The Ancoats Dispensary building before scaffolding was put up by Urban Splash in 2010

A small group of local activists had been keeping a vigil for over 3 years outside one of Ancoats’s most iconic ruins: the old Ancoats Hospital building, constructed in 1875 as a replacement for the earlier dispensary, opened in 1828. The Ancoats Dispensary Trust – the organisation who keeps the vigil – was formed in 2011 as ‘a reactionary movement in opposition to the proposed demolition’ of the Grade II listed hospital building by Urban Splash, who had purchased the building (apparently for just £1) in the 1990s but had been unable to find an alternative use for the building, despite the company’s chair and co-founder Tom Bloxham declaring in 2001 that ‘if we don’t deliver of this one, we’ll never work in this city again.’ Having initially worked with the North West Development Agency (NWDA) in renovating the Dispensary into apartments, erecting scaffoldings and removing the existing roof, the abolition of the NWDA in 2010 by the new coalition government resulted in Urban Splash ‘mothballing’ the building and applying to the City Council for a demolition order.

The Dispensary building in March 2014

The Dispensary building in March 2014

With the destruction of the building seemingly imminent, a grassroots campaign was begun that has put forward an alternative proposal to turn the building into a community space. As the Ancoats Dispensary Trust has argued, the campaign for the Dispensary to returned to ‘common use’ reflects the history of the building as a place of healing within the larger Ancoats area. As the campaign chair, Linda Carver, has argued, the motivation for returning this ruin to the community grew out of widespread dissatisfaction with both Manchester City Council and Urban Splash’s policy of turning the New Islington area of Ancoats into a mainly privately owned site with only small concessions to social housing. Indeed, in my own visits to the Dispensary in March 2014, I encountered the same feeling amongst those volunteers who maintained the vigil for three hours in the afternoon every weekday of the year.
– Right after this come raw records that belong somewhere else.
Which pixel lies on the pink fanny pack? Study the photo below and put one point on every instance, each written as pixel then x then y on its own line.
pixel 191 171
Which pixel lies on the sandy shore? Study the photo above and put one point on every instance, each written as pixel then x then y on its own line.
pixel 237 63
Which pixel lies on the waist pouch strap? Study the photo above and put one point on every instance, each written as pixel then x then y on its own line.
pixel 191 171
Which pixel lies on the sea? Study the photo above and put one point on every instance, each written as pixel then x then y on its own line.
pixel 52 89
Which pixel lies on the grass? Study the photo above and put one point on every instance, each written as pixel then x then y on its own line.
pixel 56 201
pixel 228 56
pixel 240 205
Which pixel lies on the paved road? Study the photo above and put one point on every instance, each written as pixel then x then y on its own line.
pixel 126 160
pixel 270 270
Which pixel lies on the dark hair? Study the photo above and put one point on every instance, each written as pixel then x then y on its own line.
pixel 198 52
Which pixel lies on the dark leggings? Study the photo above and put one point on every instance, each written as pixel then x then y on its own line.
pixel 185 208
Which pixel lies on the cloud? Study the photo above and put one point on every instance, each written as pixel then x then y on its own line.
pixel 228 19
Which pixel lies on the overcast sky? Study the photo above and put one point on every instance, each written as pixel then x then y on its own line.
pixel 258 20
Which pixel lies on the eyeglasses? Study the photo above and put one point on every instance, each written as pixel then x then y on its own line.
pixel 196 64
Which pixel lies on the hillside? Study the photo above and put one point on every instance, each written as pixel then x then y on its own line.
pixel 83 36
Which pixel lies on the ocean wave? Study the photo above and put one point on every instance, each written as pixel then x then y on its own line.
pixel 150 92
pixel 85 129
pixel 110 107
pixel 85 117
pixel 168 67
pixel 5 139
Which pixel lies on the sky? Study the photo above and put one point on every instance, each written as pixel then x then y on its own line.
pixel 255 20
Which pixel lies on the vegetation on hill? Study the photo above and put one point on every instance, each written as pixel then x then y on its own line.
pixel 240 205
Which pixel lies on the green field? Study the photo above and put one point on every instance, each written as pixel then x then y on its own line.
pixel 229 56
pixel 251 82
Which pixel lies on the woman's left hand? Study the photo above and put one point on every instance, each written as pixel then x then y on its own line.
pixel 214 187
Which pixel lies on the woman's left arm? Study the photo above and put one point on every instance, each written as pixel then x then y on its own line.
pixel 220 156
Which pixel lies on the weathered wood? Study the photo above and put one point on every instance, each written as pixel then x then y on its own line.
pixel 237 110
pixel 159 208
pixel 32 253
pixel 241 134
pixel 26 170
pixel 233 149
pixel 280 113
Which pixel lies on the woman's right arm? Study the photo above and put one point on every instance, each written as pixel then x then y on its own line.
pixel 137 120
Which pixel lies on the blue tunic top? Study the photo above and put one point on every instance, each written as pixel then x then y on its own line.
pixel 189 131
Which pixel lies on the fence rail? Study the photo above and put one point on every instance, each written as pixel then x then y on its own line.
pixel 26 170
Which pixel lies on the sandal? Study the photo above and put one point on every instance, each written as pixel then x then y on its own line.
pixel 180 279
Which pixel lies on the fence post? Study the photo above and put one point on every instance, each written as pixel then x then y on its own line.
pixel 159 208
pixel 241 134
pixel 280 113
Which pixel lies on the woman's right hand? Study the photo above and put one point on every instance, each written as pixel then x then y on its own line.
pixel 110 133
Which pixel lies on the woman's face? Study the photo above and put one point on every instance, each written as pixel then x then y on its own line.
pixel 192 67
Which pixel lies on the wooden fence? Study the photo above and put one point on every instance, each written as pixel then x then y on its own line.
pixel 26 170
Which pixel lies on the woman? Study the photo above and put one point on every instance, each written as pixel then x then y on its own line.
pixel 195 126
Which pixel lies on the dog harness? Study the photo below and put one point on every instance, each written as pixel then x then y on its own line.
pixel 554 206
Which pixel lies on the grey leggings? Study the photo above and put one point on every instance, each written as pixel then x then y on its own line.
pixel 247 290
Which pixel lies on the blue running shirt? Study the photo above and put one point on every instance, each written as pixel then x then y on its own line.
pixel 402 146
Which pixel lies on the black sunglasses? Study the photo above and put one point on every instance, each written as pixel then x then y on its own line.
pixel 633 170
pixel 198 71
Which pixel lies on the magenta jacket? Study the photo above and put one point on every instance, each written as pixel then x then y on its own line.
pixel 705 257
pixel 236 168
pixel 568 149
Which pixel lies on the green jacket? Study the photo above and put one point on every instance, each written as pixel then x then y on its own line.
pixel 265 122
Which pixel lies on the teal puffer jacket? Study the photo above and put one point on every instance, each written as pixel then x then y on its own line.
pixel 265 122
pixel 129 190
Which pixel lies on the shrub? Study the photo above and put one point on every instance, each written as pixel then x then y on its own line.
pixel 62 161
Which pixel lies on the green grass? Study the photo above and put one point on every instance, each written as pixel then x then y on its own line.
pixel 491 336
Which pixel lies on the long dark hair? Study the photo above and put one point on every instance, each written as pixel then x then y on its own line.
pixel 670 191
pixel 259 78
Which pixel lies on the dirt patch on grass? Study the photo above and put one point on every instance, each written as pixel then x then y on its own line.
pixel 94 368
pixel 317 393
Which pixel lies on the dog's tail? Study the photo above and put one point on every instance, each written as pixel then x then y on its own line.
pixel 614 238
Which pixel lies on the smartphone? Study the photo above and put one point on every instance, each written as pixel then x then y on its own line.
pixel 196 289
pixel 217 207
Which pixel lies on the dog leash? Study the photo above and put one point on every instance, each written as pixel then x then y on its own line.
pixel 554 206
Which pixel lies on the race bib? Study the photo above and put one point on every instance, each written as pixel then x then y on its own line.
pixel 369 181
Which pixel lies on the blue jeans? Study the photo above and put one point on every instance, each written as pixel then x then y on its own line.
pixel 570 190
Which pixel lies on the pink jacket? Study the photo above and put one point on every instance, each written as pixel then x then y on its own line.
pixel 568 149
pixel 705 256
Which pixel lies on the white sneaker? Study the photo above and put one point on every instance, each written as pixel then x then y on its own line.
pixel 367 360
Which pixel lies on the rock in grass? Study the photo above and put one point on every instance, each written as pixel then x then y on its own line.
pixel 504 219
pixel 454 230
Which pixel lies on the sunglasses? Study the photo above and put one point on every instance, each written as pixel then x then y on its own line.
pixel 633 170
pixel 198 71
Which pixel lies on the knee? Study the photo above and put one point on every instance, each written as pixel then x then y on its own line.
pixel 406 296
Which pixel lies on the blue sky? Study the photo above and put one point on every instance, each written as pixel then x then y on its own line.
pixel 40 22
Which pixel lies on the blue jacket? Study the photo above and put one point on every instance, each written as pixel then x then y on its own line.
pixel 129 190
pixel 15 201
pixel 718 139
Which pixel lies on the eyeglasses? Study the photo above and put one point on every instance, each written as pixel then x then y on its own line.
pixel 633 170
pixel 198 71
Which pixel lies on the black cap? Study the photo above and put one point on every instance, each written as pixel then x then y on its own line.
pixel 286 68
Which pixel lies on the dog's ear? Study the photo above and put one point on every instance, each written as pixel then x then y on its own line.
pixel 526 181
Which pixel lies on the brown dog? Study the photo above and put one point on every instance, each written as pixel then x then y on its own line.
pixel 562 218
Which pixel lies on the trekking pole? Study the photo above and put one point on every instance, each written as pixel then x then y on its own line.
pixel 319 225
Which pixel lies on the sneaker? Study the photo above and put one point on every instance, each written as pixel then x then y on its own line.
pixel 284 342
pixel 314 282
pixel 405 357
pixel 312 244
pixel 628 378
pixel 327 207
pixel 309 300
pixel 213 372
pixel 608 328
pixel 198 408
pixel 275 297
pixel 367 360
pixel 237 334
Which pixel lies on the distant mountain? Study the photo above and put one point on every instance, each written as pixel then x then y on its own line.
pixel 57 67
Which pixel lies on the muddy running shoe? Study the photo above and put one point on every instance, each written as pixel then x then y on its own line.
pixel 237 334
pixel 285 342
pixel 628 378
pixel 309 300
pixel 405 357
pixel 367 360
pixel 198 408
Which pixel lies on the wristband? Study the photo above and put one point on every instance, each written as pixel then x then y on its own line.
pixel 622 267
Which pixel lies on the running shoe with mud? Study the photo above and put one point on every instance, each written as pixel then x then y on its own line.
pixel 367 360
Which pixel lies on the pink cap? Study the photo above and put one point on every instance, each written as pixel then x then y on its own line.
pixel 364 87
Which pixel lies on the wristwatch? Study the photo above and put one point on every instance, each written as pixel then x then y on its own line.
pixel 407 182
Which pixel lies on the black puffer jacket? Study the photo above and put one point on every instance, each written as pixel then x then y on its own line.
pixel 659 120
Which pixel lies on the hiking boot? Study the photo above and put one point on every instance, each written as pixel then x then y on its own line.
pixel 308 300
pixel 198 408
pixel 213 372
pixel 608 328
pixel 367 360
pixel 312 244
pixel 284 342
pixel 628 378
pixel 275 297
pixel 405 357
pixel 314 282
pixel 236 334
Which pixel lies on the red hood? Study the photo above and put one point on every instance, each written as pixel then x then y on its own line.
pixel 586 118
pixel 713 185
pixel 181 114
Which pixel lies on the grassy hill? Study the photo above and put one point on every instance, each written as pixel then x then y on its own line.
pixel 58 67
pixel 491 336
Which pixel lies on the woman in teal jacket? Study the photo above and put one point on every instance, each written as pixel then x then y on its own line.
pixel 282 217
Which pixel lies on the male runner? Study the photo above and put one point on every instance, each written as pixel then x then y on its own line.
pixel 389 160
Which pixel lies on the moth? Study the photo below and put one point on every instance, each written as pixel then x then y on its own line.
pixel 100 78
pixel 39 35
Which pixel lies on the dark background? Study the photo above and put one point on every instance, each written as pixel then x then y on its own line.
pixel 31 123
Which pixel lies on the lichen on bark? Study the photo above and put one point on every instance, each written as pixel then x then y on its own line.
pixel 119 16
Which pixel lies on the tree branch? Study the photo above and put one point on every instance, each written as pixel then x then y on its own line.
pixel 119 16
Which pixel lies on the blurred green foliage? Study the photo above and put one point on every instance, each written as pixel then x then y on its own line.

Shelter for the vigil's volunteers

Shelter for the vigil’s volunteers

Day 203 of the vigil, 28 February 2013

Day 203 of the vigil, 28 February 2013

With a host of makeshift placards and posters now obscuring Urban Splash’s now ironic images of what the Dispensary might have looked like if converted into privately-owned apartments, the vigil has created and occupied its own space of resistance outside the ruined building, re-appropriating it as a site of political protest. That the vigil has continued unbroken for so long is a powerful testament to the tenacity of dedication of a small group of local citizens to what seems a thankless task (the campaign has already been refused Heritage Lottery Funding twice).What all of the volunteers I spoke with had in common was a history of displacement by regeneration programmes in the East Manchester area: for example, Chris was moved out of Ancoats by the local authority after his rent was raised by Adacdus Housing (the association who used to manage the housing in Ancoats on behalf of the City Council); Jackie had lived in Ancoats for 42 years before her block of flats was scheduled for demolition and she was relocated to Openshaw; while Patrick lived in the neighbouring area of Clayton, but nevertheless felt strong affinities with displaced Ancoats’ residents. All shared a common sense of anger towards both Urban Splash and Manchester City Council regarding the regeneration of the New Islington site. Both Chris and Patrick regarded the new apartments along the Ashton Canal (including the Chips Building, designed by Wil Alsop) as being only for wealthy buyers, while the waste ground that lay in between the Dispensary and the Rochdale Canal was an ‘insult’ to the Ancoats community because it was now fenced-off privately owned land that had been taken away from the existing community.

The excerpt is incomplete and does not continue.